Columbia, S.C. (AP) -- On the day that South Carolina celebrated its first official Confederate Memorial Day, the House voted 63-56 Wednesday to remove the Confederate flag from atop the Capitol dome.
Only three black legislators voted for the Senate-passed compromise that on July 1 removes the flag from the dome and legislative chambers and flies a similar one at a monument to Confederate soldiers on Statehouse grounds.
In a passionate plea before the vote, Republican Speaker David Wilkins pounded the lectern and urged lawmakers to find common ground.
"I'm asking every one of you to reach deep and think about what's in the best interests of the state you love so much," said Wilkins, a longtime flag supporter who backed the compromise.
After a procedural final vote Thursday, the bill will be sent back to the Democrat-controlled Senate, which has to agree on minor House changes.
"With tonight's vote, we are one giant step closer to ending the flag debate," said Democrat Gov. Jim Hodges, who has said he will sign any bill that removes the flag from the dome.
But black House members and the National Association for the Advancement of Colored People, which is urging tourists to boycott the state, say the flag would be too visible at the monument, which is at one of Columbia's busiest intersections. Black senators, however, supported the bill.
"Unfortunately it's not over," said House Minority Leader Gilda Cobb-Hunter, who is black. "It's over for me, but I don't think it's over for the state."

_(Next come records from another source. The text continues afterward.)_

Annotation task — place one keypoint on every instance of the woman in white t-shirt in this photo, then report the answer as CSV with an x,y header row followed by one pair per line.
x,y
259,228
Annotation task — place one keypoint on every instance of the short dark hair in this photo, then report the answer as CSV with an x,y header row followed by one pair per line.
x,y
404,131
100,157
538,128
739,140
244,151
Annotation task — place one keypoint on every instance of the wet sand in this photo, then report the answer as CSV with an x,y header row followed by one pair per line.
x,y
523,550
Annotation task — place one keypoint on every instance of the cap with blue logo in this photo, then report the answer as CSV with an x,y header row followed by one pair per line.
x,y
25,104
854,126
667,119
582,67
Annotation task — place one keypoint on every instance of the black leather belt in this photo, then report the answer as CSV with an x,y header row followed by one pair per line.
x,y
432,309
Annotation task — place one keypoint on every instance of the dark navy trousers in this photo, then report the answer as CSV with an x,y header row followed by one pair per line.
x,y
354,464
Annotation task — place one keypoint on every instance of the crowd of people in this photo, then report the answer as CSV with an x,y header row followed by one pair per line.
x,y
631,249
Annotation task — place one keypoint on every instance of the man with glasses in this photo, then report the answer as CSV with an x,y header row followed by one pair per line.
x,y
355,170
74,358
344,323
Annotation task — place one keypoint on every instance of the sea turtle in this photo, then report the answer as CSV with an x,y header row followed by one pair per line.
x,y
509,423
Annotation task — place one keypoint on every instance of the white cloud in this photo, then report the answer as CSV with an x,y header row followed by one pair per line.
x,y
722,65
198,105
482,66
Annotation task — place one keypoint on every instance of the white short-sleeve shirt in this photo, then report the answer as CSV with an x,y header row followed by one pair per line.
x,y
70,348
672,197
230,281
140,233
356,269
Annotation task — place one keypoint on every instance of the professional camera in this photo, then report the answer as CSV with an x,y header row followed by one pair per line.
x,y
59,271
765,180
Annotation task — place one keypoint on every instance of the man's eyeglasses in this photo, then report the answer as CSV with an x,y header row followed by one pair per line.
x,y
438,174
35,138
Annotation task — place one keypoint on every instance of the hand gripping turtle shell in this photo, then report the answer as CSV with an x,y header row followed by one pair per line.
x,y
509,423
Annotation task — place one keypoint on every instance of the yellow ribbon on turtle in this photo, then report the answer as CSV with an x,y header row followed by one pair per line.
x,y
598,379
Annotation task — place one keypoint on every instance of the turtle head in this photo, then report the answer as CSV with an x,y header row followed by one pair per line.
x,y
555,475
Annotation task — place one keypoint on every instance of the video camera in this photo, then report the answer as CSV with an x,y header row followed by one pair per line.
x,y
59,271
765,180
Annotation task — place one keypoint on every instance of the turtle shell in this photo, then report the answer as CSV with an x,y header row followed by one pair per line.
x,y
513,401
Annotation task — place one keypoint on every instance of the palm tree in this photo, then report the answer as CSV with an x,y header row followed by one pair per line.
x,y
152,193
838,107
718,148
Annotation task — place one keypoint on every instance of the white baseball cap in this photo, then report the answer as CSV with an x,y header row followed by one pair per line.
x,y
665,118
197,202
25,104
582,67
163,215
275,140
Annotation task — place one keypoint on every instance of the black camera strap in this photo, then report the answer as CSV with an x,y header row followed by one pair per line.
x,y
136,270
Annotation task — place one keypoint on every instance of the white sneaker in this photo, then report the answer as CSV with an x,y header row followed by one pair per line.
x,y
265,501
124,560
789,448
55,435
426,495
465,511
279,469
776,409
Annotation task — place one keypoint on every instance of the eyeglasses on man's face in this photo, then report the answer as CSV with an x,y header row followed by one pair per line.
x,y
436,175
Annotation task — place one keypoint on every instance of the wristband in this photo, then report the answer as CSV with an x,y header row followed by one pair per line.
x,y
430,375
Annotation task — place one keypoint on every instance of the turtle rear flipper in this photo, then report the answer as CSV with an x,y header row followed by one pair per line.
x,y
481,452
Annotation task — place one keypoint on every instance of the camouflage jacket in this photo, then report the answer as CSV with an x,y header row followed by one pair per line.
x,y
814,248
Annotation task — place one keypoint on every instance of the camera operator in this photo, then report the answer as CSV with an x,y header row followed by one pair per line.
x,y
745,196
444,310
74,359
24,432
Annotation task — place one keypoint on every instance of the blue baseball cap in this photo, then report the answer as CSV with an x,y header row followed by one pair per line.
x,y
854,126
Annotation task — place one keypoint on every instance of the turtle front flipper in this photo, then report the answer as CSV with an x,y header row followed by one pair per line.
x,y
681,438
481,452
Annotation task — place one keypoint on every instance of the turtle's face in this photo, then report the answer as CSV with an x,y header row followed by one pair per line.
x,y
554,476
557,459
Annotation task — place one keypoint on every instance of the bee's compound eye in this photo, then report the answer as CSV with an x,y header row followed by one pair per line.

The NAACP has said it will continue the boycott if the flag goes to the monument.
The vote was emotional for many lawmakers.
"Those who voted for the bill were doing that as statesmen and as people that wanted to resolve the issue," said House Majority Rick Quinn, a Republican flag supporter who cried after casting his vote for the compromise.
The Republican-controlled House made few changes to the Senate bill. It set July 1 for the flag to come down, increased the height of the flag pole at the monument from 20 feet to 30 feet, added lighting and a fence and specified the flag size as a 52-inch by 52-inch square.
Early Wednesday, the Confederate monument was vandalized with red spray paint that said, "take it down, don't put it here."
As lawmakers debated, protesters burned the Confederate and Nazi flags on the Statehouse lawn. The Confederate flag, like the Nazi emblem, "represents crimes against humanity," said Kevin Gray of the Harriet Tubman Read Street Freedom House Project in Columbia.
The protesters shouted "no compromise." But the Confederate flag did not immediately ignite, and its supporters chanted back "it won't burn."
The Confederate flag was raised above the Statehouse in 1962 to commemorate the Civil War centennial, though critics suggest it also was in defiance of the civil rights movement. Flag supporters say it is an important part of the state's heritage. Opponents say it represents slavery and hatred.